PINCH yourselves – after 20 years of campaigning, the Government has pledged to widen the gridlocked A21.
The Department of Transport this week said work would start in 2015 on dualling the single-lane section between Tunbridge Wells and Tonbridge.
Tuesday's shock announcement by roads minister Mike Penning was greeted with joy in East Sussex.
Carl Maynard, the county council's head of highways matters, said: "We're absolutely delighted that it's come forward at last. A21 improvements are something politicians in Kent and East Sussex have been campaigning on for years."
The announcement came just hours after Tunbridge Wells MP Greg Clark met with Mr Penning to argue the case for fast-tracking a public inquiry, which must be held before building work can start.

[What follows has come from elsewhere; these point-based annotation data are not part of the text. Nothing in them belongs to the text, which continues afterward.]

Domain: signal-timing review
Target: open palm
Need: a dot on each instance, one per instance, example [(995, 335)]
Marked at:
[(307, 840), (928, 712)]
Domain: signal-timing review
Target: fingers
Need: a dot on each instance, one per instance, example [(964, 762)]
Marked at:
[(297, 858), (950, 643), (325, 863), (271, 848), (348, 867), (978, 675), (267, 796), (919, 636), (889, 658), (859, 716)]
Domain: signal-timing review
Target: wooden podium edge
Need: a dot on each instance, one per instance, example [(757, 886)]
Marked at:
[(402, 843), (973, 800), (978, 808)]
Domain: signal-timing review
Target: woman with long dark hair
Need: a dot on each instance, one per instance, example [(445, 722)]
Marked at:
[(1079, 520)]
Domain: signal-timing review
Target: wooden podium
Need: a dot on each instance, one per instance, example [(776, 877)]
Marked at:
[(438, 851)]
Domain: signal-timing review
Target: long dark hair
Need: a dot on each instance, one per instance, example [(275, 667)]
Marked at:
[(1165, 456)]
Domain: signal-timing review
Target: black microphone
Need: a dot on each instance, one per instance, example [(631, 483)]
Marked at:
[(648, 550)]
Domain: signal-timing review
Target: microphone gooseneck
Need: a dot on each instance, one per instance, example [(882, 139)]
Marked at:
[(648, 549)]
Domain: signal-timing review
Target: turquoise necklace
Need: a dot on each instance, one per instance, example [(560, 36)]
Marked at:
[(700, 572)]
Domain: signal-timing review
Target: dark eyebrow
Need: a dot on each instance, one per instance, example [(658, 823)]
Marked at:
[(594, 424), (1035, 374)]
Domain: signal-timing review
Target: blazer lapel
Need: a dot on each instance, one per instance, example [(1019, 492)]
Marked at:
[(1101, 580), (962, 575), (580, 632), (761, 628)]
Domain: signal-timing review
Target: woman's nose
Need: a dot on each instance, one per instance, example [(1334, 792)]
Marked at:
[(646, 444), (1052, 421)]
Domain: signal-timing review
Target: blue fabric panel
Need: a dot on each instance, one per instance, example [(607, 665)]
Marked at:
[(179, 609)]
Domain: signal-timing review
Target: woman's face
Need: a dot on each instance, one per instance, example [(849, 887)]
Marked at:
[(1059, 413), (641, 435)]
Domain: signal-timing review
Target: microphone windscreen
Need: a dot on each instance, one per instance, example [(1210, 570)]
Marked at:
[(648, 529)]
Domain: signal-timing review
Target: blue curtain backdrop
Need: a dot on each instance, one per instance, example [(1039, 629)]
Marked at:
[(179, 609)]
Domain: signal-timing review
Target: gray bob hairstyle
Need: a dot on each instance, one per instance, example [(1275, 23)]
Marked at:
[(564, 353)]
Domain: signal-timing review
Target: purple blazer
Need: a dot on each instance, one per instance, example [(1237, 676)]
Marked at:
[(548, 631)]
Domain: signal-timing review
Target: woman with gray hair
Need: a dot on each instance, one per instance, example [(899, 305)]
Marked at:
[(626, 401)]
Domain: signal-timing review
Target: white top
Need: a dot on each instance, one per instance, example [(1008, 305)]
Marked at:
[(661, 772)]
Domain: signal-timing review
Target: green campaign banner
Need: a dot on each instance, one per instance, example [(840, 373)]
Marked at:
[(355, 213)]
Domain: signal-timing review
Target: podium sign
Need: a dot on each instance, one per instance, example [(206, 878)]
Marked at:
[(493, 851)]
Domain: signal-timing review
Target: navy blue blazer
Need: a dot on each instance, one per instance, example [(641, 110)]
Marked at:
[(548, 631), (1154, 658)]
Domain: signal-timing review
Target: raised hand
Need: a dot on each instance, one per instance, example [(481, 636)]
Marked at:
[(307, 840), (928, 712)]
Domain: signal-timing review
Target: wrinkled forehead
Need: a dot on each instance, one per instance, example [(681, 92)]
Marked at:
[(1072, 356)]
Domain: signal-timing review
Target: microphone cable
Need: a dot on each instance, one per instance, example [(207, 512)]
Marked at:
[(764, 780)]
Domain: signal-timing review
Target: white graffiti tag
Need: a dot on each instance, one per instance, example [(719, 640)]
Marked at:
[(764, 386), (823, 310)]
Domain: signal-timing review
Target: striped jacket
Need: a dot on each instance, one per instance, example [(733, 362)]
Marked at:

But Mr Penning stunned campaigners by giving the green light to the entire scheme – at a cost of £107 million.
It represented a stunning success for the Courier's A21 for 2016 campaign, which was pressing for the Government to include the project in the next round of roads funding after it was axed as part of budget cuts when the coalition came to power in 2010.
The 2015 start date is a year earlier than had been hoped for.
Mr Maynard said the widened A21 – coupled with a new Bexhill-Hastings relief road – would prompt celebrations among businesses across East Sussex.
"It's like all our Christmases have come early," he said.
"The A21 has been known as the snail trail for years but we all use it to connect Kent and London to the south coast.
"This will allow for real regeneration."
Kent County Council leader Paul Carter described the news as "fantastic", adding: "Completion of the scheme will be an enormous boost to the local economy."
Tunbridge Wells MP Mr Clark, who has backed the Courier's A21 for 2016 campaign, said: "As we all know, the whole community, including the Courier, has been absolutely unified in this campaign and it is great to have achieved this breakthrough."
The scheme topped a list of six major road improvement schemes the Government approved on Tuesday.
It means the single-carriage stretch between Tonbridge and Tunbridge Wells will be widened once funding becomes available after the next spending review in 2015 – bringing an end to the daily traffic chaos caused by the notorious bottleneck.
The inquiry is expected to be started within the next few months, according to Mr Clark.
The Department for Transport said work would cost £107 million – lower than a previous price tag of £125 million.